This repository contains a collection of hands-on assignments completed as part of the Machine Learning course at Saint Petersburg State University (SPbU).
The goal of the course was to develop a solid understanding of ML algorithms through implementation from scratch and practical use of real-world tools. Each task involved working with real or synthetic datasets and focused on solving core ML problems such as regression, classification, clustering, dimensionality reduction, and text analysis.
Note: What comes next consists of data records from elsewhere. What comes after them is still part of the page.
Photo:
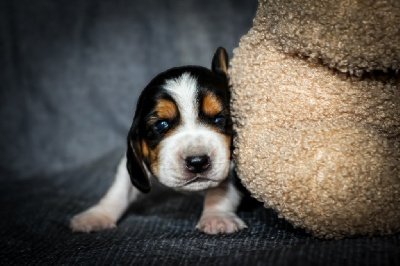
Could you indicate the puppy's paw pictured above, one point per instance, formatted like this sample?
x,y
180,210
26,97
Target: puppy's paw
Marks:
x,y
93,219
220,223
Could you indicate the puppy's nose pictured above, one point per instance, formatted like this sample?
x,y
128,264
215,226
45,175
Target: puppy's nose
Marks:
x,y
197,164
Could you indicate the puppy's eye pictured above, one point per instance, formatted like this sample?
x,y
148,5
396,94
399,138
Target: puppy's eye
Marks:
x,y
220,121
161,126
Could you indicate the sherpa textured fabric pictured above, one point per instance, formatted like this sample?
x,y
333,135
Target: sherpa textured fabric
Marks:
x,y
320,146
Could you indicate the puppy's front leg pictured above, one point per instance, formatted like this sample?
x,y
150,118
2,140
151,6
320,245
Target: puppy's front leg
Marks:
x,y
111,207
219,215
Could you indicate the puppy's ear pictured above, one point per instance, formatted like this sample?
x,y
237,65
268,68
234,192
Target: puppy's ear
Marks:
x,y
139,176
220,62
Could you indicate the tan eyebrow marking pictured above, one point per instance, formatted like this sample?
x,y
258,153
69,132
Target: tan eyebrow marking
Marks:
x,y
211,105
166,109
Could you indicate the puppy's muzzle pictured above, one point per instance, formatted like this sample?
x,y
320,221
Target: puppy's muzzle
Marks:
x,y
197,164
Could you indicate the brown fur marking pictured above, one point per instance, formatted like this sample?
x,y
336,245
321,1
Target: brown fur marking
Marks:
x,y
211,105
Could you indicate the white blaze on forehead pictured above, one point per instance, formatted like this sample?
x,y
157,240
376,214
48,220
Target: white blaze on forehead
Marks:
x,y
183,89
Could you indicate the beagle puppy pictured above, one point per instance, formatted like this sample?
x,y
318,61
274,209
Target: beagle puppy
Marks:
x,y
181,134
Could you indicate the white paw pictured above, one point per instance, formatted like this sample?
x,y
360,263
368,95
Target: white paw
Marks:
x,y
93,219
220,223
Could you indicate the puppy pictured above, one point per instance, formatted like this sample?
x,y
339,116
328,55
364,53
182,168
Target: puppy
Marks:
x,y
181,134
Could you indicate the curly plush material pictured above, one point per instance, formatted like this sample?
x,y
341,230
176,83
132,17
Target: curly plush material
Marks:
x,y
316,108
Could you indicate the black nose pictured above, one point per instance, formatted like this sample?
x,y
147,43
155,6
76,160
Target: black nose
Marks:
x,y
197,164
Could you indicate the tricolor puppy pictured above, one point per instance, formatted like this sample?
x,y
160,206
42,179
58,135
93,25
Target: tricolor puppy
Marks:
x,y
181,135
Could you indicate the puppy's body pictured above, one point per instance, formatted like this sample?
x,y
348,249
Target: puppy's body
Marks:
x,y
181,135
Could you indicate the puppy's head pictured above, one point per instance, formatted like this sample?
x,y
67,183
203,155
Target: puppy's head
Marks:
x,y
181,132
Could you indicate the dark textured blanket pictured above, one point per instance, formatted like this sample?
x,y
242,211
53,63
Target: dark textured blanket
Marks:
x,y
70,74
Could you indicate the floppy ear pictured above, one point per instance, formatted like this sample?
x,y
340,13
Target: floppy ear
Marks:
x,y
139,176
219,63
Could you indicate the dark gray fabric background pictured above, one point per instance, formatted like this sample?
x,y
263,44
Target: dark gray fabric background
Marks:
x,y
70,74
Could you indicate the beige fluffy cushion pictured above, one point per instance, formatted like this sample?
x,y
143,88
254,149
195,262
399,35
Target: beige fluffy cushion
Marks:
x,y
316,107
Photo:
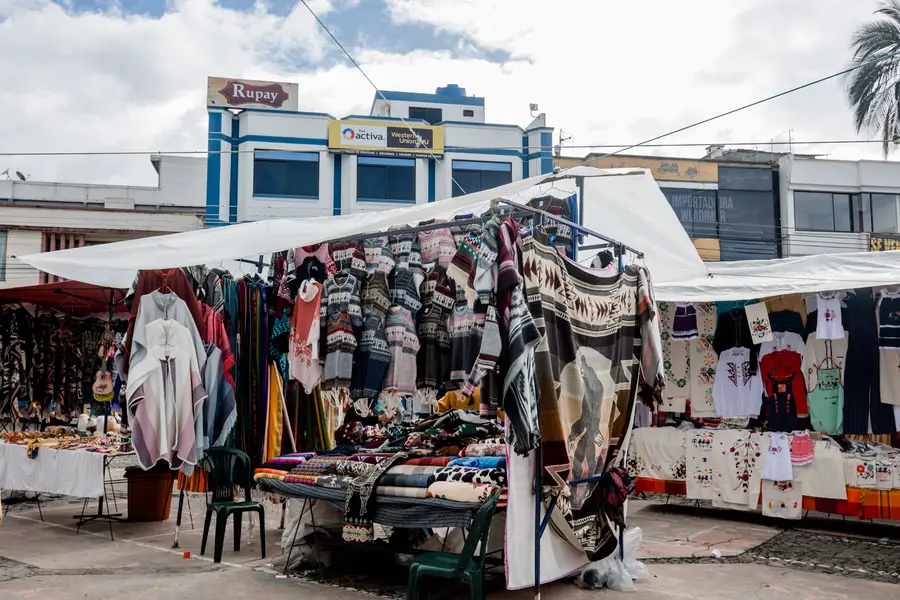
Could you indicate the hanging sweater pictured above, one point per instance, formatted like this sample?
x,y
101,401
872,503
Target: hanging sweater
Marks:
x,y
436,245
349,257
165,395
372,360
303,357
376,298
403,344
341,294
341,345
405,289
466,328
736,392
784,368
378,255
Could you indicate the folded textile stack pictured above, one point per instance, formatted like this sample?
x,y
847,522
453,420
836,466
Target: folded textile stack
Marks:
x,y
264,473
460,491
Assignments combine algorithmic work with data preprocessing, visualization, metric analysis, and application of modern Python tools such as scikit-learn, CatBoost, cvxopt, nltk, NumPy, and others.
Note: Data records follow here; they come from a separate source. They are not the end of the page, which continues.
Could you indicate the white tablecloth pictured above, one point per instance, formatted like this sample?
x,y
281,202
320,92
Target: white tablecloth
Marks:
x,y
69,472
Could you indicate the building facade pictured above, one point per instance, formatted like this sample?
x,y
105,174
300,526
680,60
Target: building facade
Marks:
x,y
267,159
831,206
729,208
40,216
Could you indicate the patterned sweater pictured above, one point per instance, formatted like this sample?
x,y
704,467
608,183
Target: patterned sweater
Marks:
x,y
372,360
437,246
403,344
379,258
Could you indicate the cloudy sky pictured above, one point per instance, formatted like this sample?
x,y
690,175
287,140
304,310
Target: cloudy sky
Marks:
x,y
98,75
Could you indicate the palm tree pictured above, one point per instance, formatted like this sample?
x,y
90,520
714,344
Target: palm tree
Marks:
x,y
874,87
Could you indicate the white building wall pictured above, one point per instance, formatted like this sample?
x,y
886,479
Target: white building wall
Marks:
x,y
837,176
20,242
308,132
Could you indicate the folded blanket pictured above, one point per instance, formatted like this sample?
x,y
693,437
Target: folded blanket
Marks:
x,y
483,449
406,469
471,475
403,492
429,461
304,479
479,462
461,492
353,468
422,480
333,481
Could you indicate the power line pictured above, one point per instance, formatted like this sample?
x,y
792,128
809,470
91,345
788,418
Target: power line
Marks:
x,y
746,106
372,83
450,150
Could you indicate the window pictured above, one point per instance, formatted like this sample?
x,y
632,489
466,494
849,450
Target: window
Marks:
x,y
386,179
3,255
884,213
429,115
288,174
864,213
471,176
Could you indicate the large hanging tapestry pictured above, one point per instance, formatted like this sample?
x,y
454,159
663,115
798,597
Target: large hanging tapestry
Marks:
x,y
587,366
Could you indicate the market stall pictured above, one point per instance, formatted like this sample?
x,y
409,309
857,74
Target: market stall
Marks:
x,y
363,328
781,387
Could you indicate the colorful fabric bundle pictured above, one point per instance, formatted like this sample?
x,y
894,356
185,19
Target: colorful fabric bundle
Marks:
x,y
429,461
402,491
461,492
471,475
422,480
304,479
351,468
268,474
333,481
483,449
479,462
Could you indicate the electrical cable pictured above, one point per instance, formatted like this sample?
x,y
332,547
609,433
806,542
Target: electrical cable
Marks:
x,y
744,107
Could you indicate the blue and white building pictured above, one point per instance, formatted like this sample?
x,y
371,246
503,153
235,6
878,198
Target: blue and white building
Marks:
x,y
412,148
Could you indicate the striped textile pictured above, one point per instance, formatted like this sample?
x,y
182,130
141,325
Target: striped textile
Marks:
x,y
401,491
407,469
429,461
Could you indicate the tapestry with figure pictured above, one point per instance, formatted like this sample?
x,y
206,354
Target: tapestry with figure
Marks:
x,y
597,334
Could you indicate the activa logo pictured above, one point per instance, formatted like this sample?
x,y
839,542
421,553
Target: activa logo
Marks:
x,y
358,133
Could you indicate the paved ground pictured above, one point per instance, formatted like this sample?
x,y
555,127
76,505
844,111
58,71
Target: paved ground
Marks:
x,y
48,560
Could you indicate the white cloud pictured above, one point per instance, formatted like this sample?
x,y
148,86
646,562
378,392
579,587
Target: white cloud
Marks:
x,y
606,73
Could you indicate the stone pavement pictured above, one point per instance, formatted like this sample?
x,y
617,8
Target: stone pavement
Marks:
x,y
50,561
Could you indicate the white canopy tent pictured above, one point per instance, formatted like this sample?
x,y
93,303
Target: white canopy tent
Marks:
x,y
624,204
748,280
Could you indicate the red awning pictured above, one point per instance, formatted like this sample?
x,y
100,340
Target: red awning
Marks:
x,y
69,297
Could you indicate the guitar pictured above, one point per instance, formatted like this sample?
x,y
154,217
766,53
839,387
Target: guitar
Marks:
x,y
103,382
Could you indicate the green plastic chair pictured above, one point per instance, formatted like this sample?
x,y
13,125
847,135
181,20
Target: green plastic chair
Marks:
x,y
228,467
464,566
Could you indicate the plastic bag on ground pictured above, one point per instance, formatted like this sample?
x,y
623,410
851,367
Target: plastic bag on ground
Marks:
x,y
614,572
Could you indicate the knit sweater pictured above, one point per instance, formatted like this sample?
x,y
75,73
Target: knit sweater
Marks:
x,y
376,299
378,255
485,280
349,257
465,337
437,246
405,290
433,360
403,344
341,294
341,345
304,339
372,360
| # | Title | Summary | Links |
|---|---|---|---|
| 2 | KD-Tree | Manual implementation of KD-Tree for fast k-NN search in multidimensional space. | 📁 homework_2 · PR #2 |
| 3 | Linear Regression | Predict house prices from the Kaggle dataset. Includes pipelines, preprocessing, regularization (L1/L2), feature and target transformations. | 📁 homework_3 |
| 4 | Gradient Descent | Custom implementation of gradient descent for linear regression with different loss functions (MSE, MAE). Convergence analysis. | 📁 homework_4 |
| 5 | Support Vector Machine | Solving SVM using cvxopt: both linear and kernelized versions. Tested on synthetic data, kernel influence analysis. |
📁 homework_5 |
| 6 | Ensembles: Random Forest & CatBoost | Random Forest implementation + CatBoost usage on real VK social network data. Task: predict user gender and age. | 📁 homework_6 |
| 7 | Clustering | Manual implementation of KMeans, DBScan, Agglomerative Clustering. Includes image color quantization with clustering. | 📁 homework_7 |
| 8 | Text Classification | Spam classifier using Bag of Words, TF-IDF, Snowball stemmer, Naive Bayes. End-to-end NLP pipeline. | 📁 homework_8 |
-
Clone the repository:
git clone https://github.com/irinszn/SPbU_ML.git
-
Navigate to the homework folder you want to explore:
cd SPbU_ML/src/homeworks/homework_3 -
Launch the Jupyter Notebook interface:
jupyter notebook
-
Open the corresponding
.ipynbfile (e.g.,linreg.ipynb) in your browser and run the code interactively.